One can only speculate as there are only two other single-letter .com's (q.com and z.com) and there won't be others [1] . Wiki article says "GMO Internet, Inc. purchased Z.com for nearly $6.8 million from Nissan, who previously used it for the Nissan Z series cars." [2] For comparison, asking price for b.org or r.org are $500k but .org's typically command less than .com's.
It has to be worth a lot less than that today. The number of young people who visit websites ever in any given week is dropping.
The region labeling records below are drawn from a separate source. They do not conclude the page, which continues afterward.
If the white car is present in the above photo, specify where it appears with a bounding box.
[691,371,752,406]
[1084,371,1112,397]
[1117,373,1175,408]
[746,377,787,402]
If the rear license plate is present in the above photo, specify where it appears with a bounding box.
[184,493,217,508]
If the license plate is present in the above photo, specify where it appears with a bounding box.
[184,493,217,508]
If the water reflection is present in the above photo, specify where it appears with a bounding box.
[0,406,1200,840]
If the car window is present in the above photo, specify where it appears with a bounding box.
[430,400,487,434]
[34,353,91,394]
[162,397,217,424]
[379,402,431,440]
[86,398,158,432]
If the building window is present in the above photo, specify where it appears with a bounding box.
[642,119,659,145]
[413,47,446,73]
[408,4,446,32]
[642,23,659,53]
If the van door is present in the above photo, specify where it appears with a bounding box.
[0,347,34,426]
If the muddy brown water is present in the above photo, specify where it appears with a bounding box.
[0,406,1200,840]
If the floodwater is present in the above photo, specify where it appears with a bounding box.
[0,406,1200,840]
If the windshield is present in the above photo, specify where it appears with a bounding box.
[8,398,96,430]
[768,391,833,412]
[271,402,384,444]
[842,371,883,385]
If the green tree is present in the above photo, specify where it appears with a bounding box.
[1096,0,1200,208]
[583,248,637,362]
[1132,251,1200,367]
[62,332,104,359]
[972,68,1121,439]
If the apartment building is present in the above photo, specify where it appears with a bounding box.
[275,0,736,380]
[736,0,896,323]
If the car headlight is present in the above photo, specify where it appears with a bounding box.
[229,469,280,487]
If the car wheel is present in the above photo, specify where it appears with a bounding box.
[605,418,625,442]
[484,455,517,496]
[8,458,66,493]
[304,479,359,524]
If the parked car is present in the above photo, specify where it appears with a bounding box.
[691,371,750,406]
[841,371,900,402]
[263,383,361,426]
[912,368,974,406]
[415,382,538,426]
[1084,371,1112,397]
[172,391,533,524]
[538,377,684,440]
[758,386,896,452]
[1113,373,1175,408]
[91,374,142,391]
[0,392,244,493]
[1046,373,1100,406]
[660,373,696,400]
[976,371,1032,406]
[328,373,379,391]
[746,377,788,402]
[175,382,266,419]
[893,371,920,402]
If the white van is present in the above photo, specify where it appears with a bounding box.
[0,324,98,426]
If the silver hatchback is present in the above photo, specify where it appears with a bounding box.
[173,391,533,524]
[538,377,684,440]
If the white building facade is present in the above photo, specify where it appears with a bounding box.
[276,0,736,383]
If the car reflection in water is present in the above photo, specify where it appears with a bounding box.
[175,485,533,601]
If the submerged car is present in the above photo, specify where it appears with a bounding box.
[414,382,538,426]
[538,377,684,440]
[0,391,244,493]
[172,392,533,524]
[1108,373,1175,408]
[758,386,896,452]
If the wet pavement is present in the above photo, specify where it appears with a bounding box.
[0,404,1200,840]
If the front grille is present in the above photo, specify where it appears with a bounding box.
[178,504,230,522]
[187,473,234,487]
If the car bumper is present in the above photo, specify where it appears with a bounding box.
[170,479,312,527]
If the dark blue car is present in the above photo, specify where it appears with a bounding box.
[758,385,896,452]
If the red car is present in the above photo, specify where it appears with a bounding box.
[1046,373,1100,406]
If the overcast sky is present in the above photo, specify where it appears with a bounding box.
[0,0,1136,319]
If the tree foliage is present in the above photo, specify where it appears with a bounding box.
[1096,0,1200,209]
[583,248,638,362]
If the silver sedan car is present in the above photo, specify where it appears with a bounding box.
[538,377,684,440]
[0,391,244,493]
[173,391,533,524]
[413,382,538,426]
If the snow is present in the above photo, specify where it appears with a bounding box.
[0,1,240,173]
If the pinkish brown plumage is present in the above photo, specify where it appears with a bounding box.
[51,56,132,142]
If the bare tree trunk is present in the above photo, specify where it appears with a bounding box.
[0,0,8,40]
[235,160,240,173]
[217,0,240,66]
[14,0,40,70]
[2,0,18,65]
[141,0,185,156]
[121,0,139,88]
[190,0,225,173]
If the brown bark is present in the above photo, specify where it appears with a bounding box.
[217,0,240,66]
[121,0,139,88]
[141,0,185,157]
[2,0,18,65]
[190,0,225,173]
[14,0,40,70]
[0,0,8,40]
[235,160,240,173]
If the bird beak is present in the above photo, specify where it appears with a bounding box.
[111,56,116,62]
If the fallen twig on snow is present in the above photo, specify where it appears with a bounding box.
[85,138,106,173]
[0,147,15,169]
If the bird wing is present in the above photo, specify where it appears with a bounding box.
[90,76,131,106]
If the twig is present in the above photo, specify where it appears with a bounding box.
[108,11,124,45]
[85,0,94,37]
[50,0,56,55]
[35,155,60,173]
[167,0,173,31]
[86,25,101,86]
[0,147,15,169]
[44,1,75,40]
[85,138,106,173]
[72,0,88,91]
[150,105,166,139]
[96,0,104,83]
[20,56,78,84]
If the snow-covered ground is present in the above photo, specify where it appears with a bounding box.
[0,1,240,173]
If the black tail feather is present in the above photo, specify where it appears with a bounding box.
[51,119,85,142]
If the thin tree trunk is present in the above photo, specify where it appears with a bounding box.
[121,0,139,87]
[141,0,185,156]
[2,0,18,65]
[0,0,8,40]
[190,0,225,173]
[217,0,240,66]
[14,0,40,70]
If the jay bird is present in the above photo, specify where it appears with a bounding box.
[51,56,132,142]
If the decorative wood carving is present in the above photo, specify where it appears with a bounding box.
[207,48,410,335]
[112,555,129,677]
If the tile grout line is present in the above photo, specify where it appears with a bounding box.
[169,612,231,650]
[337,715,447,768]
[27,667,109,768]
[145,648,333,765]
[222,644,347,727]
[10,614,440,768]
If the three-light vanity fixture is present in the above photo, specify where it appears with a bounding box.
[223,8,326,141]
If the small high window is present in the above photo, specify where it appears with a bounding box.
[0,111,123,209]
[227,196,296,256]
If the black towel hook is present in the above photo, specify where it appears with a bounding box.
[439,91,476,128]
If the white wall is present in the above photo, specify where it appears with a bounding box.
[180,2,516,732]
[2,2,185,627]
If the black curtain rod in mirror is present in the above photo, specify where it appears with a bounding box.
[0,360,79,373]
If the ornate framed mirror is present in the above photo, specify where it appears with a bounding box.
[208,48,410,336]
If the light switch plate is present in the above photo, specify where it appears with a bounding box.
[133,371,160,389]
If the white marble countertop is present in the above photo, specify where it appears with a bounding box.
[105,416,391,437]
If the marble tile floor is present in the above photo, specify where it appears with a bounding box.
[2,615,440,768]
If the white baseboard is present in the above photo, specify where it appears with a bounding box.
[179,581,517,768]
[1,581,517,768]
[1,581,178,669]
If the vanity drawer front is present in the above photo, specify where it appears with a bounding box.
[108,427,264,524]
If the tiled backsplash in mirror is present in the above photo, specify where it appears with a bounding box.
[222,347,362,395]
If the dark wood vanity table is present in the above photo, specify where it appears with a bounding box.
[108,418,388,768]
Reddit's usage among young people shot up after mobile apps were developed for it, not before. Domains just don't matter as much anymore.
As I mentioned in another comment [0], a domain which looks like X.com but is a Unicode X https://xn--vm8a.com/ can be bought for 9,000,000
USD and I'd think that the real X.com is worth much more, as it doesn't get converted to puny code [1].
I recently finished reading "The PayPal Wars". The book recounts an interesting episode regarding PayPal's history where Elon Musk pursued his vision of rebranding PayPal as X.com. Despite his efforts, the initiative was not successful, ultimately leading to his resignation from the CEO position. It remains to be seen whether history has the tendency to repeat these kinds of events.
I think referring to a CEO's termination as 'resignation' is a somewhat diplomatic way of implying that they were actually dismissed from their position.